23 Asimolar Artificial Intelligence Principles
Artificial intelligence has already provided beneficial tools that are used every day by people around the world. Its continued development, guided by the following principles. It will offer amazing opportunities to help and empower people in the decades and centuries ahead.
The 23 principles designed to ensure that AI remains a force for good — known as the Asilomar AI Principles because they were developed at the Asilomar conference venue in California.
They are broken down into three categories: Research issue, Ethics and value, Longer-term issues
- Research Goal: The goal of Artificial Intelligence research should be to create not undirected intelligence, but beneficial intelligence.
- Research Funding: Investments in AI should be accompanied by funding for research on ensuring its beneficial use. It include thorny questions in computer science, economics, law, ethics, and social studies, such as:
- How can we make future AI systems highly robust, so that they do what we want without malfunctioning or getting hacked?
- How are we able to grow our prosperity through automation while maintaining people’s resources and purpose?
- How can we update our legal systems to be more fair and efficient, to keep pace with AI, and to manage the risks associated with AI?
- What set of values should AI be aligned with, and what legal and ethical status should it have?
- Science-Policy Link: There should be constructive and healthy exchange between AI researchers and policy-makers.
- Research Culture: A culture of cooperation, trust, and transparency should be fostered among researchers and developers of AI.
- Race Avoidance: Teams developing AI systems should actively cooperate to avoid corner-cutting on safety standards.
- Safety: AI systems should be safe and secure throughout their operational lifetime, and verifiably so where applicable and feasible.
- Failure Transparency: If an AI system causes harm, it should be possible to ascertain why.

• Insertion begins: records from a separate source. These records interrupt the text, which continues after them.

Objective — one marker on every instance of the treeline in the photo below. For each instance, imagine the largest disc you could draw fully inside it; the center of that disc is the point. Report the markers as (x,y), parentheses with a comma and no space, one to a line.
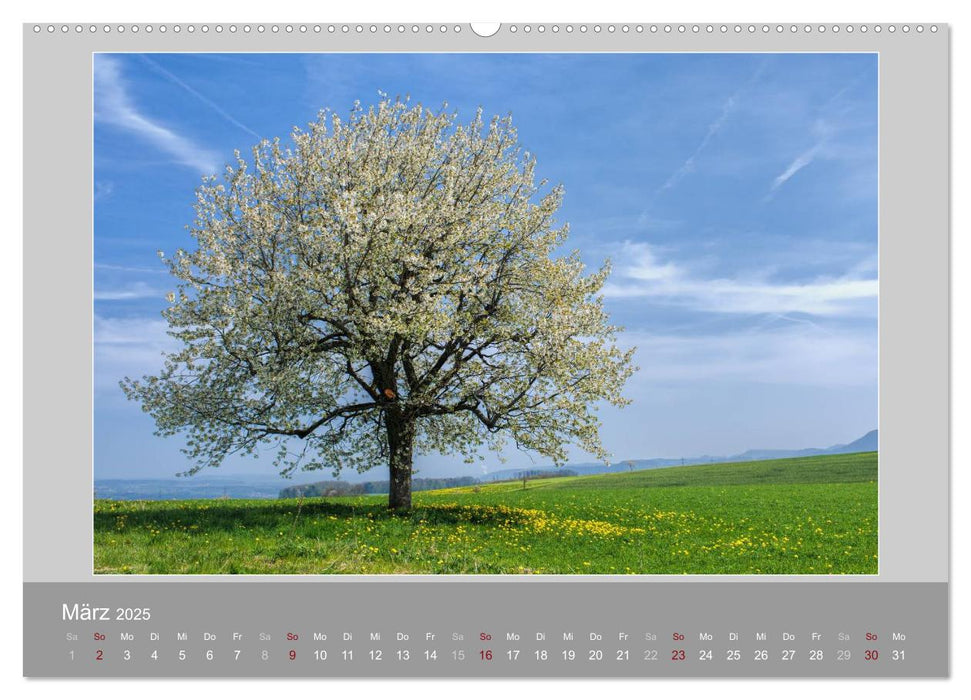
(531,474)
(343,488)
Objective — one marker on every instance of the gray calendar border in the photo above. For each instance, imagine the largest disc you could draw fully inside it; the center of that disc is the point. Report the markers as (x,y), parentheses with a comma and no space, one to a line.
(914,331)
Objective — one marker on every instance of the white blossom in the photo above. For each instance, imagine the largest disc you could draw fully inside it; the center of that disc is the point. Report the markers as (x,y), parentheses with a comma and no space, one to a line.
(383,284)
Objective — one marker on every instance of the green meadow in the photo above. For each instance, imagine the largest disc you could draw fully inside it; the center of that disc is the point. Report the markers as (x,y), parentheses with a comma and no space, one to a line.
(809,515)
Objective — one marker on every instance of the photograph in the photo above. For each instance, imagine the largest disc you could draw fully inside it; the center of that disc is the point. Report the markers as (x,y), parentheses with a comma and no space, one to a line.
(502,314)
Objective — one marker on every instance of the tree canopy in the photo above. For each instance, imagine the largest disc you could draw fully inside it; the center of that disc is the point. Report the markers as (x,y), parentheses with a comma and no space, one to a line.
(383,284)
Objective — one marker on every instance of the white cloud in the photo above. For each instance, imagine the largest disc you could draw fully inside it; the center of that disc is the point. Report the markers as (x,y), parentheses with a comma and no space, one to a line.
(202,98)
(795,354)
(128,347)
(728,108)
(800,162)
(643,275)
(138,290)
(114,106)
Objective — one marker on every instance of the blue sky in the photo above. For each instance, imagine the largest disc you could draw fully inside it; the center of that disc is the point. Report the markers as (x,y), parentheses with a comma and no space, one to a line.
(736,195)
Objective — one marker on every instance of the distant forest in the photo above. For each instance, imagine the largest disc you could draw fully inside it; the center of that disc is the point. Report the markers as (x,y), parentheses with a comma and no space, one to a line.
(343,488)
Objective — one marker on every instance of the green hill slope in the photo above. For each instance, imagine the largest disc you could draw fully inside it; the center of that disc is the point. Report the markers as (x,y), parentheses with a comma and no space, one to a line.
(810,515)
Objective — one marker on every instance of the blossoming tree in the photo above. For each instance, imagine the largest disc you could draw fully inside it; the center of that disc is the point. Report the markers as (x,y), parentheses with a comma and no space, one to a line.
(384,285)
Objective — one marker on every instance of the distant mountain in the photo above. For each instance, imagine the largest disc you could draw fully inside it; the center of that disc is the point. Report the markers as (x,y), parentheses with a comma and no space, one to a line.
(270,486)
(175,489)
(867,443)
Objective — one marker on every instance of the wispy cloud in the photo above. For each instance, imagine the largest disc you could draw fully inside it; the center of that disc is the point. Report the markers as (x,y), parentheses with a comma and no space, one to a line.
(644,275)
(199,96)
(824,130)
(130,268)
(138,290)
(103,190)
(128,347)
(794,354)
(728,108)
(114,106)
(821,131)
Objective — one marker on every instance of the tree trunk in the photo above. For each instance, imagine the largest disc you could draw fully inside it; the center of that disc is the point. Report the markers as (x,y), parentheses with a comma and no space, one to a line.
(401,438)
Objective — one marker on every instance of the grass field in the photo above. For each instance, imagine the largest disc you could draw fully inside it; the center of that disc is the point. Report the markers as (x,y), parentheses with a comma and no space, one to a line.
(812,515)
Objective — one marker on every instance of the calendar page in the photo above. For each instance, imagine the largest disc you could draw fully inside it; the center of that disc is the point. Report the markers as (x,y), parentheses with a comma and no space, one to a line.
(467,350)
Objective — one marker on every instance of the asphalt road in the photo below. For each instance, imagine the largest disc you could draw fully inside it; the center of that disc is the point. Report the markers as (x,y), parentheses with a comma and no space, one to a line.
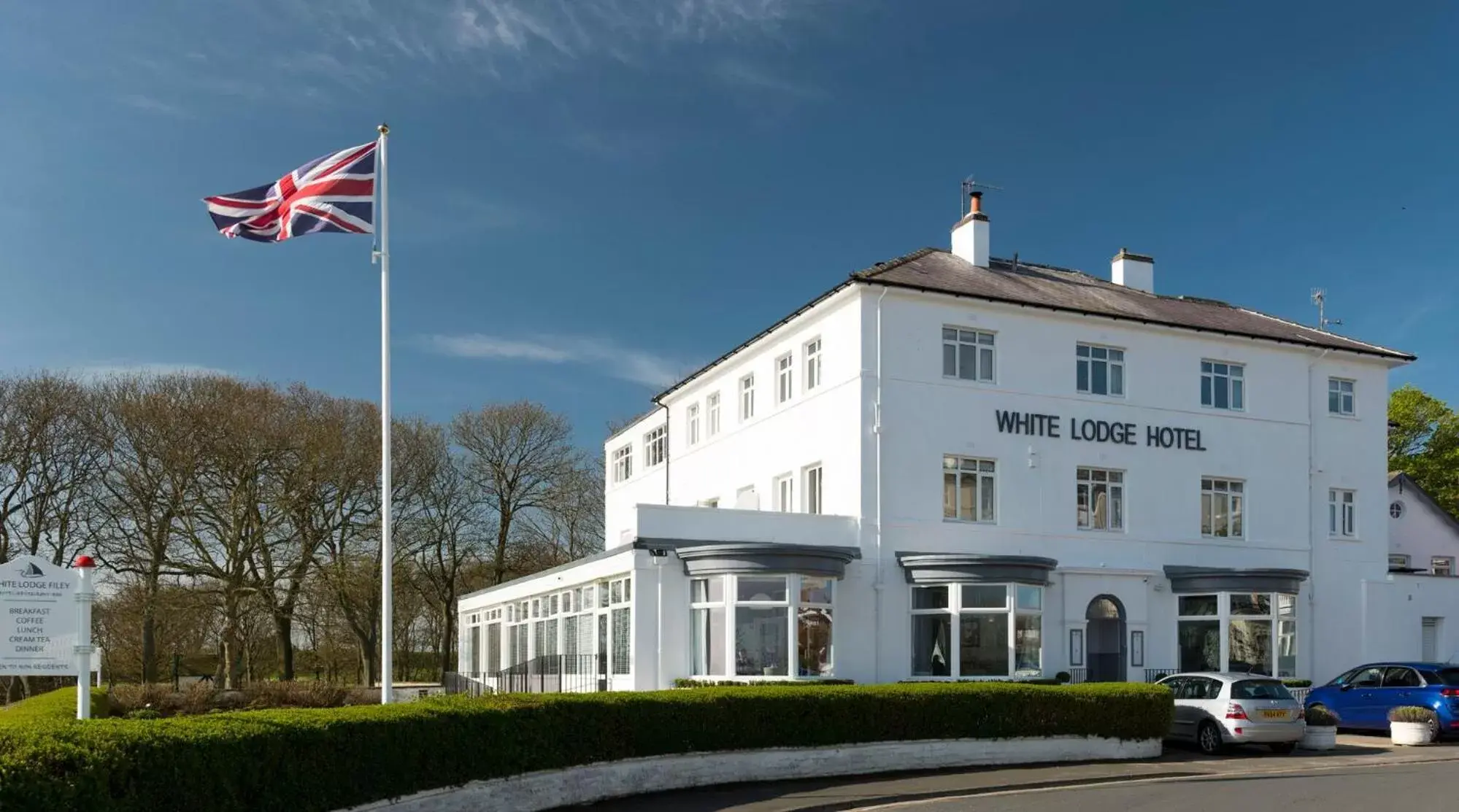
(1407,786)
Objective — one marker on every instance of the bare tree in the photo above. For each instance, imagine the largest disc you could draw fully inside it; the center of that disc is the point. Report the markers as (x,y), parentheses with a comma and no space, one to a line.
(149,457)
(324,492)
(232,508)
(445,533)
(514,455)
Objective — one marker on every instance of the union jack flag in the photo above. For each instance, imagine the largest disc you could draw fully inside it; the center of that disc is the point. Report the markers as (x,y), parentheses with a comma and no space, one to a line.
(334,193)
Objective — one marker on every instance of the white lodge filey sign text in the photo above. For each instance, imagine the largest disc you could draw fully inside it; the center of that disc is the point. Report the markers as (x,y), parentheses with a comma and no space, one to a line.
(1098,430)
(36,619)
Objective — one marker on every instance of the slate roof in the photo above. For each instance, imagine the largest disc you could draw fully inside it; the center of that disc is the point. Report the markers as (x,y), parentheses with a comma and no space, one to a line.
(937,270)
(1064,289)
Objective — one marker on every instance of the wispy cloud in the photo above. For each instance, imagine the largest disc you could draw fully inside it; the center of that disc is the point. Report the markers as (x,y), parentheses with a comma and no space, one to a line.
(149,104)
(102,371)
(638,366)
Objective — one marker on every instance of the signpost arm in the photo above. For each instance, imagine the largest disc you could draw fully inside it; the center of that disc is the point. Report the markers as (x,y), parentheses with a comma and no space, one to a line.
(83,600)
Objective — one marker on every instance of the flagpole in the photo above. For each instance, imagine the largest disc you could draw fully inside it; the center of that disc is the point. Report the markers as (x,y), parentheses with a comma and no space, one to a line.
(385,550)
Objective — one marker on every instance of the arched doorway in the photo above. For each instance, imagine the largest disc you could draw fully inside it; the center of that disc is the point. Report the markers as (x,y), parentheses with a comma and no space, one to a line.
(1106,639)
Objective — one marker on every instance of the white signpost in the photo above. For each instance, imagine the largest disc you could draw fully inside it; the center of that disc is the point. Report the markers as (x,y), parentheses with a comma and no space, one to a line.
(45,622)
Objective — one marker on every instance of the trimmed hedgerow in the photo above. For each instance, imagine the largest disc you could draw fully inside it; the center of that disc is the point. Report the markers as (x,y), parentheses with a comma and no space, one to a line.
(314,760)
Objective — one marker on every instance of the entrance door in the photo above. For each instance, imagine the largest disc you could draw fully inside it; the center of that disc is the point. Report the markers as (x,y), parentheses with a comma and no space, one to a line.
(1105,646)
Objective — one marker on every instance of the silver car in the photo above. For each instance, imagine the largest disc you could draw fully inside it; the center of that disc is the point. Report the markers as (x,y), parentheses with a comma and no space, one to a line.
(1216,711)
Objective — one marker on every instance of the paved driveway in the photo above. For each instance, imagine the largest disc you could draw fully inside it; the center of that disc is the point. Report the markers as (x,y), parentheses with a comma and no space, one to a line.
(1179,765)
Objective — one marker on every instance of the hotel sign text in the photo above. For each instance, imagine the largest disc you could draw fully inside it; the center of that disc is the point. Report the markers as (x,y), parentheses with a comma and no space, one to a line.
(1098,430)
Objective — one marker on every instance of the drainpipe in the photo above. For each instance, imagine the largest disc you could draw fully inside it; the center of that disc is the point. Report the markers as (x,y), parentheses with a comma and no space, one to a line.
(1312,540)
(876,429)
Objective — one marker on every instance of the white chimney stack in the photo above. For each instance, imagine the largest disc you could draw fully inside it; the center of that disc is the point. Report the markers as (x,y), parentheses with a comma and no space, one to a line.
(1134,270)
(971,233)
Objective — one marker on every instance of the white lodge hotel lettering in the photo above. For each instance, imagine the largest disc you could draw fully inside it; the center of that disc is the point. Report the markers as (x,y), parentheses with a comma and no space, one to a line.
(1098,430)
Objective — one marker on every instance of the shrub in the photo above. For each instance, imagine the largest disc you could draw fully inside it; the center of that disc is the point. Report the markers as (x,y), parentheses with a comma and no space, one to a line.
(314,760)
(1320,716)
(683,683)
(1413,715)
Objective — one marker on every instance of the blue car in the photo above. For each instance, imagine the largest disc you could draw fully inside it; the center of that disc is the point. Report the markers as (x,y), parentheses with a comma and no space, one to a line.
(1362,697)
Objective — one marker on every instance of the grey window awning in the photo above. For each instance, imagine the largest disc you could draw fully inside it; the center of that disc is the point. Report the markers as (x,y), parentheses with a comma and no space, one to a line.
(755,557)
(953,568)
(1187,581)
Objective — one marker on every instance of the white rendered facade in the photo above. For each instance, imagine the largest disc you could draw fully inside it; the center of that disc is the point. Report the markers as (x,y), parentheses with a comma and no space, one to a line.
(898,581)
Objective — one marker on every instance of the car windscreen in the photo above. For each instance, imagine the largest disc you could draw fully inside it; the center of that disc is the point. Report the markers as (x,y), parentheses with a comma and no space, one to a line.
(1447,677)
(1260,690)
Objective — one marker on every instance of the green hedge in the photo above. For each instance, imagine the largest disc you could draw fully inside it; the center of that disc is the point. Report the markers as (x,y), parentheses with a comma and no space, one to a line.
(328,759)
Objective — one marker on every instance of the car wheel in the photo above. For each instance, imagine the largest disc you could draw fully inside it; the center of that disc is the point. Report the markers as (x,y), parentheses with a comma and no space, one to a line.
(1209,738)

- Judicial Transparency: Any involvement by an autonomous system in judicial decision-making should provide a satisfactory explanation auditable by a competent human authority.
- Responsibility: Designers and builders of advanced AI systems are stakeholders in the moral implications of their use, misuse, and actions, with a responsibility and opportunity to shape those implications.
- Value Alignment: Highly autonomous Artificial Intelligence systems should be designed so that their goals and behaviors can be assured to align with human values throughout their operation.
- Human Values: AI systems should be designed and operated so as to be compatible with ideals of human dignity, rights, freedoms, and cultural diversity.
- Personal Privacy: People should have the right to access, manage and control the data they generate, given AI systems’ power to analyze and utilize that data.
- Liberty and Privacy: The application of AI to personal data must not unreasonably curtail people’s real or perceived liberty.
- Shared Benefit: AI technologies should benefit and empower as many people as possible.
- Shared Prosperity: The economic prosperity created by using AI must be shared broadly, to gain all of humanity.
- Human Control: Humans should choose how and whether to delegate decisions to AI systems, to accomplish human-chosen objectives.
- Non-subversion: The power conferred by control of highly advanced AI systems should respect and improve, rather than subvert. The social and civic processes on which the health of society depends.
- AI Arms Race: An arms race in lethal autonomous weapons should be avoided.
- Capability Caution: There being no consensus, we should avoid strong assumptions regarding upper limits on future AI capabilities.
- Importance: Advanced AI could represent a profound change in the history of life on Earth. Additionally it have to be deliberate for and managed with commensurate care and sources.
- Risks: Risks posed by Artificial Intelligence systems, especially catastrophic or existential risks. It must be subject to planning and mitigation efforts commensurate with their expected impact.
- Recursive Self-Improvement: AI systems designed to recursively self-improve or self-replicate in a manner. That could lead to rapidly increasing quality or quantity must be subject to strict safety and control measures.
- Common Good: Superintelligence should only be developed in the service of widely shared ethical ideals, and for the benefit of all humanity rather than one state or organization.